Lorsque dans un pays l’on décide de combattre la corruption, le problème essentiel à résoudre est de déterminer les mesures les plus adéquates susceptibles de produire des résultats au regard de l’ampleur du phénomène. Il existe plusieurs types de mesures qui peuvent être prises pour combattre la corruption. Elles sont le fait soit de l’Etat au niveau élevé, soit d’une agence gouvernementale ou soit d’une structure administrative. Ces mesures ne sont pas statiques. Tout en s’adaptant à la situation présente, elles doivent tendre à anticiper l’avenir tout en se conformant aux exigences de leur mise en œuvre effective.

ALG accompagne les pouvoirs publics africains dans l’élaboration et la mise en oeuvre d’initiatives de lutte contre la corruption. Nous avons déjà déployé ce type d’intervention dans trois pays, en apportant notre expertise tant dans la préparation des dispositifs normatifs de la lutte anti-corruption que dans la conduite d’études qui ont permis à l’Etat de combattre efficacement le phénomène.

Nous proposons dans cet article quelques mesures sur la prévention et la lutte contre la corruption. Elles font parties des outils et méthodes que ALG en appui aux institutions publiques engagées dans le combat contre le phénomène.

1. Formulation d’un code de conduite

Le code de conduite pour les agents publics a plusieurs buts:

C’est une déclaration qui détermine le climat d’éthique qu’on veut instaurer au sein de l’administration considérée.  Le code fixe les standards de conduite éthique qu’on attend des agents publics. Il informe le public sur quelles attitude et conduite espérer des agents. Bien conçu, le code de conduite est le point de départ d’une stratégie de prévention de la corruption. Bien entendu, une entreprise privée toute comme une ONG peut également mettre en place un code de conduite pour prévenir des pratiques de corruption en son sein.
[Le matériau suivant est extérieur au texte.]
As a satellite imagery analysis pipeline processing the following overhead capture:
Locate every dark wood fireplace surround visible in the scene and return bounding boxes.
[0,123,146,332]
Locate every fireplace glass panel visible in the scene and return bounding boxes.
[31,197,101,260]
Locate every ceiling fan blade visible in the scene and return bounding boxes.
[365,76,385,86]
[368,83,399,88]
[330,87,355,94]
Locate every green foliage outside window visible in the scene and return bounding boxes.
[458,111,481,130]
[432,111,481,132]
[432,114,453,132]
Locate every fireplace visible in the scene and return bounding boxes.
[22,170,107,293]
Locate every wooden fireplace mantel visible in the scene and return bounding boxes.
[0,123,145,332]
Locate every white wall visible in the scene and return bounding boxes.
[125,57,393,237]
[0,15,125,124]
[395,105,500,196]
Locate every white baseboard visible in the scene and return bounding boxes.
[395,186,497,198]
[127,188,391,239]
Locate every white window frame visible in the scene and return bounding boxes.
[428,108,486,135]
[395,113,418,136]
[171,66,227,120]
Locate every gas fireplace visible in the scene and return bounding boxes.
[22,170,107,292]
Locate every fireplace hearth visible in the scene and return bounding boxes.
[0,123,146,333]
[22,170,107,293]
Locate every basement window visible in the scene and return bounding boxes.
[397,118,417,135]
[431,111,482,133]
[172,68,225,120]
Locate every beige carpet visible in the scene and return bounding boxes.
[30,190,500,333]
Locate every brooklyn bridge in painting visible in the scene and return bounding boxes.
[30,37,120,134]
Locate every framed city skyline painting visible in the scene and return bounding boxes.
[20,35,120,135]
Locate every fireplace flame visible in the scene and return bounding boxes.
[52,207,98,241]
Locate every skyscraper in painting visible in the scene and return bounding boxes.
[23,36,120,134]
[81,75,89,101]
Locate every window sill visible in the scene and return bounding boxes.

Les Nations Unies recommandent des éléments d’un code d’éthique ou de conduite pour les agents publics:

  • Reconnaître que la position d’agent public est celle de confiance, les obligeant à travailler dans l’intérêt général.
  • S’engager à travailler dans l’intégrité, la loyauté, l’impartialité…
  • Ne pas accepter ou demander une promesse ou un cadeau, dans l’accomplissement de leurs fonction; etc…

2. Mise en place d’une unité d’audit interne

L’objectif est d’initier un mécanisme d’analyse de risques. L’administration peut décider de mettre en place un mécanisme de contrôle interne. L’unité d’audit est un outil de management. Elle supervise à la fois la structure et les tâches exécutées en fonction des règles établies. L’unité d’audit veille à prévenir la corruption dans l’exercice des fonctions. L’idée est d’assurer une certaine permanence dans le contrôle. Dans le cadre des entreprises publiques ou privées, l’audit interne est un mécanisme assez efficace qui permet d’atteindre des résultats tout en limitant des actes de nature corruptive.

 

3. Des mesures spécifiques de lutte anti-corruption

Ces mesures spécifiques doivent faire partie d’une stratégie globale de lutte contre la corruption. Elles concernent directement l’administration ou l’entité concernée de manière à assurer la gestion transparente des activités et du fonctionnement. En voici quelques unes :

  • La sélection stricte du personnel.
  • La sensibilisation régulière des agents assignés à des positions corruptibles.
  • Les rotations du staff et des employés…
  • La séparation des fonctions pour éviter des concentrations de pouvoirs entre les mains d’une seule personne.
  • Standardisation des procédures de tâches récurrentes.
  • Vérification interne et externe des chèques et facturations.
  • Application du principe des « quatre yeux Â» sur les contacts avec l’extérieur dans la formation des équipes.

 

4. Quelques mesures de prévention

En matière de corruption qu’en d’autres matières, prévenir vaut mieux que guérir. Les mesures de prévention de la corruption sont variées mais elles se relient entre elles. Je vous propose quelques mesures de prévention qui ont été développées pour les Etats de l’Union Européenne. Quatre axes de mesures à considérer…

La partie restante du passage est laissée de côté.